January 16, 2016 by William H. Scarle, Jr. 813-835-0129

How old should a child be when we can legitimately consider murdering him or her?  This was not exactly Herod’s question when he asked the Magi when the star first appeared.  He was not sure whether the star announced Jesus’ conception or his birth, so he decided to be safe and get rid of all the male children up to age two.  This would certainly eliminate the inconvenient threat to his dynasty.

The Supreme Court of the United States had a similar but backward question before them on January 23 of 1973.  When is a child too old to murder?  This is the philosophical game of “when does the potential become actual.”  The potential child is actual unless it dies or you decide to kill it.  They decided that the unwanted child may be killed when it is three months old if the mother can get a doctor to say it’s OK.  Up to six months the baby can be murdered if the mother can find some reason for it.  Up to nine months the baby can be murdered if there seems to be a “good” reason for it.  In practice it often comes down to convenience.

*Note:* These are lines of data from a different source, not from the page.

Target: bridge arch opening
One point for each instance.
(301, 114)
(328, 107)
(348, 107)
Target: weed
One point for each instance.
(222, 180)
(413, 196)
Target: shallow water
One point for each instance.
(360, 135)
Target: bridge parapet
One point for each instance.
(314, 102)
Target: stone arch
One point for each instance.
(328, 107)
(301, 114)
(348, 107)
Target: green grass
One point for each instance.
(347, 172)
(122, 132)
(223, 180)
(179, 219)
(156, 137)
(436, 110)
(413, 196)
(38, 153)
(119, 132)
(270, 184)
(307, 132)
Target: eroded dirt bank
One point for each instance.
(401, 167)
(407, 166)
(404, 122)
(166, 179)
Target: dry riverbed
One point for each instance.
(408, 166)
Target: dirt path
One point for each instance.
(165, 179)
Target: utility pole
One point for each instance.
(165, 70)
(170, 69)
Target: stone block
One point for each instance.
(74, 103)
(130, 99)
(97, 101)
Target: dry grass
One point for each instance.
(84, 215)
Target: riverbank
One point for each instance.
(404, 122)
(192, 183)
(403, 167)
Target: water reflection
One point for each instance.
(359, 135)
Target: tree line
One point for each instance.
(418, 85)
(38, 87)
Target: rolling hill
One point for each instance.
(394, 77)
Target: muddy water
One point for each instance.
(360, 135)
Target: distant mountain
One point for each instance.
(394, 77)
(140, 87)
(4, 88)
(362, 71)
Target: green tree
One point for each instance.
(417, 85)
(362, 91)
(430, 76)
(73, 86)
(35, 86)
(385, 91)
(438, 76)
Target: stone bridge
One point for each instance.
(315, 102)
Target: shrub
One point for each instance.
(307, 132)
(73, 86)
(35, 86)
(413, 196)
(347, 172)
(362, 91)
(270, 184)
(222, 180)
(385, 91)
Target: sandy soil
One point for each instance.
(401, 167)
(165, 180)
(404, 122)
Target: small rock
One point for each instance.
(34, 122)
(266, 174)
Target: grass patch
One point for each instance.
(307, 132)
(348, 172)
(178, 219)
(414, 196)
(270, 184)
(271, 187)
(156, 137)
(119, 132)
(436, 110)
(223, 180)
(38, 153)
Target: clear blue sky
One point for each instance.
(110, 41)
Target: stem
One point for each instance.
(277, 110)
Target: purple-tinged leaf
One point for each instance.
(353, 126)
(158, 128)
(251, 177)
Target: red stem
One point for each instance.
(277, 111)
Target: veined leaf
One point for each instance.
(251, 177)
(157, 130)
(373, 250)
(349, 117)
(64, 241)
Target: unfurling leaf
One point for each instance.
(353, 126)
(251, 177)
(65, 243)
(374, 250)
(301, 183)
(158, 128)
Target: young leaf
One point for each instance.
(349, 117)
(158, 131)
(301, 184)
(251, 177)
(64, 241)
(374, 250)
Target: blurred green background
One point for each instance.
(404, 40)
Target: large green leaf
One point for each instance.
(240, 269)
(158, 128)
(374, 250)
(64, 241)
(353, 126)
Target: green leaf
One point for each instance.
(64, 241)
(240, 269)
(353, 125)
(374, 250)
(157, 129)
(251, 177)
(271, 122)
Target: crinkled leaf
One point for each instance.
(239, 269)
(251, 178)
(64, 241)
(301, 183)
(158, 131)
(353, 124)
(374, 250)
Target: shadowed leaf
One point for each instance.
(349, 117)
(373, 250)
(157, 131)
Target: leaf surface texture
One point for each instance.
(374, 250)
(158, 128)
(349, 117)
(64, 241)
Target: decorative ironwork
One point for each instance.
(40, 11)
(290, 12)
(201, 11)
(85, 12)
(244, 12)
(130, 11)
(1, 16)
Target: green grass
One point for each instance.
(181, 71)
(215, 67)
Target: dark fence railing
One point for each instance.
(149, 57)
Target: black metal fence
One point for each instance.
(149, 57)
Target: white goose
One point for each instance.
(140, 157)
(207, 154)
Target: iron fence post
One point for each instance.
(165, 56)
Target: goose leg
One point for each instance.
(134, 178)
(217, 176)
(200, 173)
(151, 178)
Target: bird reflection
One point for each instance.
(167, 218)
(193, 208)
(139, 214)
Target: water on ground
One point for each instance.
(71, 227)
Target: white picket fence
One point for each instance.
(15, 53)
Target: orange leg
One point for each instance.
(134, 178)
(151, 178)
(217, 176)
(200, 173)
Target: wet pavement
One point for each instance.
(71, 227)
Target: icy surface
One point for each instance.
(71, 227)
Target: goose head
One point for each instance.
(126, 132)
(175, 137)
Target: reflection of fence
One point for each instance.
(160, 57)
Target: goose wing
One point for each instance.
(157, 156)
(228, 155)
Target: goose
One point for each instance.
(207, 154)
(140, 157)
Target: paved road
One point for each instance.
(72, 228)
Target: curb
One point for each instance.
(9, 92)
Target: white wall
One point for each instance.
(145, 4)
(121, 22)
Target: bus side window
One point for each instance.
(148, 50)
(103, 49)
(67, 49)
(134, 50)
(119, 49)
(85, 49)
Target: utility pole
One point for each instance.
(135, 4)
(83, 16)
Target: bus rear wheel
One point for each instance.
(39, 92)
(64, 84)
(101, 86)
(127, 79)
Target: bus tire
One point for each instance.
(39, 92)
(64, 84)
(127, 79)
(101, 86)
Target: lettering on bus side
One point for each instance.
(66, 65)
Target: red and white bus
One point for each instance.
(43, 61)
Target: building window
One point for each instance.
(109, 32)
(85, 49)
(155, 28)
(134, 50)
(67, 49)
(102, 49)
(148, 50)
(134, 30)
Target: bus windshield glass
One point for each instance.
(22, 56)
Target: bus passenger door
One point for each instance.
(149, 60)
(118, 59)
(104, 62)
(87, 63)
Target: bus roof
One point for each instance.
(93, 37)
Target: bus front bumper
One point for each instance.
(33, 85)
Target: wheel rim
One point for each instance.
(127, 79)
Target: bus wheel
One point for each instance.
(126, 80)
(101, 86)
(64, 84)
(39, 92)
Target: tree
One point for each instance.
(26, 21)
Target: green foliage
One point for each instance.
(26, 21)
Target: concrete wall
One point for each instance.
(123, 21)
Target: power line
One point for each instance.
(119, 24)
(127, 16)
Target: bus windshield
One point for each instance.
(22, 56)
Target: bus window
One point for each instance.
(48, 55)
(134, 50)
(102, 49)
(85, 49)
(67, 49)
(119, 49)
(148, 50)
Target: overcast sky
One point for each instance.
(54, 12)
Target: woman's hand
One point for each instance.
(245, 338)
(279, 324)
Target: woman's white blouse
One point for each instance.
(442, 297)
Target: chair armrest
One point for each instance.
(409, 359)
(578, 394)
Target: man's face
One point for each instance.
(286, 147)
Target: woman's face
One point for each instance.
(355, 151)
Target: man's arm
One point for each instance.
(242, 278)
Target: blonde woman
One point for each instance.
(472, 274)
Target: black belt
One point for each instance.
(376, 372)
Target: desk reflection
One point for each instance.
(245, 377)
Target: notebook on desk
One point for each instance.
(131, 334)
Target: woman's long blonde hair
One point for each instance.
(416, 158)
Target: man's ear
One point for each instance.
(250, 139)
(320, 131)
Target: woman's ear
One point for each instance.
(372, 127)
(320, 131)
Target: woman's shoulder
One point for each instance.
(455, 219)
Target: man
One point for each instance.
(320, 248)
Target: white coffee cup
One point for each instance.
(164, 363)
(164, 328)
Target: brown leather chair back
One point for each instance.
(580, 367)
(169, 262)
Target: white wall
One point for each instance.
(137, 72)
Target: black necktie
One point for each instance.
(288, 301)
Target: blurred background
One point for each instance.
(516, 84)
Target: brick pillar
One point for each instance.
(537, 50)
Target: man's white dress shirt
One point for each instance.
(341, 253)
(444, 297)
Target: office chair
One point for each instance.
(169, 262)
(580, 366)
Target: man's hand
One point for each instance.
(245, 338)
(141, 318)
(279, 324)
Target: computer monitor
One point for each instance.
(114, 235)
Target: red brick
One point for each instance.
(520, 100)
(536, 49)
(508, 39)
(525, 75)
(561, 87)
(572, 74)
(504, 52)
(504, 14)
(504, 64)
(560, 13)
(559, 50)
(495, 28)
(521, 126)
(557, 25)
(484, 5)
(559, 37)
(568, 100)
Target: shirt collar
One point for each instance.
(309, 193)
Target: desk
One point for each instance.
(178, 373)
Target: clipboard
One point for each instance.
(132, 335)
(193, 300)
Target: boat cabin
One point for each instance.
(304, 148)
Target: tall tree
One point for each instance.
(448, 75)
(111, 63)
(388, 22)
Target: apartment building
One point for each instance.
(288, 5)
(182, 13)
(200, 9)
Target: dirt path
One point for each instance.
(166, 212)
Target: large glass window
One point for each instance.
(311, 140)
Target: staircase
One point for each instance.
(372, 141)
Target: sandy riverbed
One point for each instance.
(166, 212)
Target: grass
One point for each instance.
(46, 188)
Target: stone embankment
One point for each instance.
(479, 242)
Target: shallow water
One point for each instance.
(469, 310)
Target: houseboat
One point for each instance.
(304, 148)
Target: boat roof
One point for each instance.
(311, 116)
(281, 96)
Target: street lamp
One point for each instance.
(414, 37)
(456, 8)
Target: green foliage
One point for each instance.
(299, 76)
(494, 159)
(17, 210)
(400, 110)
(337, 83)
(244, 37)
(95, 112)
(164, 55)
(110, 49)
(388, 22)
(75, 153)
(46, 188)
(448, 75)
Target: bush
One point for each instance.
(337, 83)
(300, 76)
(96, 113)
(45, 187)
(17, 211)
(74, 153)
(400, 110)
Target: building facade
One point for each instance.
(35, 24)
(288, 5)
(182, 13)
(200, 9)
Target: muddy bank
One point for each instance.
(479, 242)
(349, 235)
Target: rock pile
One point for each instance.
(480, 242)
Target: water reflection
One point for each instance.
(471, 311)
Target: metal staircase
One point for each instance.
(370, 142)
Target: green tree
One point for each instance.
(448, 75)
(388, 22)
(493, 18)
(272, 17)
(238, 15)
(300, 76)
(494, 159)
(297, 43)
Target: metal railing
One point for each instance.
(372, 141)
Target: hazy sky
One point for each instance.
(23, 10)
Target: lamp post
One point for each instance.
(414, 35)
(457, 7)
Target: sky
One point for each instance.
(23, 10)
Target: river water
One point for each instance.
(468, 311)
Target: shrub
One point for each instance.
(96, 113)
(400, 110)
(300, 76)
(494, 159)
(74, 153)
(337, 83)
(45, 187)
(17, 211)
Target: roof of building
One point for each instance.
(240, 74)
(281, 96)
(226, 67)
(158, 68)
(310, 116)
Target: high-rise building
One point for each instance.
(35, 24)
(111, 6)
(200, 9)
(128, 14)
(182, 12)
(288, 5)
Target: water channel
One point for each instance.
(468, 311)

Herod, of course, did not have to justify his decisions in light of a constitution.  His word was law.  He had his adult sons Alexander and Aristobulus murdered because they threatened his dynastic legacy.

Please know that I am very much aware of the difficult and tragic circumstances that sometimes accompany an unwanted pregnancy.  These situations require difficult decisions.  However, these kinds of situations represent a tiny fraction of the 60 million lives that have been taken in the last forty years.  We have learned to murder for the sake of convenience.

Killing babies is not a unique phenomenon in the history of civilization.  The Greeks sacrificed their children to the gods.   The Romans took their unwanted children out to the forests as fodder for the wild animals.  The Canaanites offered their children alive on the burning alters of the god Moloch.  Excavations at Carthage have uncovered the bones of children stuffed in to up to 20,000 urns sacrificed by worshipping Phoenicians (c. 750 BC).

Ethical decisions can be difficult, but the difficult decisions cannot be the norm for common practice, and clearly this is what has taken place in these United State.  When the Living God gave Moses the Ten Commandments, or general guidelines for case law, he kept it simple.  The Hebrew text reads, “No murder.”  Our founding fathers understood this when they included as the first “inalienable right” the right to life.

This year, as every year since 1974, there will be a huge “March for Life” rally in Washington, DC on January 22, the anniversary of the Supreme Court’s Roe v. Wade decision.   Contrary to the party line of those who support the unrestrained murder of children by abortion, this is not an anti-feminist rally.   Girl children have been the victims of abortion in far greater numbers than males.

America needs to deal with this issue as a moral problem.  We need to listen to those calling for the right to life which was lost by millions due to Roe v. Wade.  Redefinition and redirection are not answers.  We are killing our children and that has got to be addressed if America is to retain any residue of reputation as a nation of “freedom and justice for all.”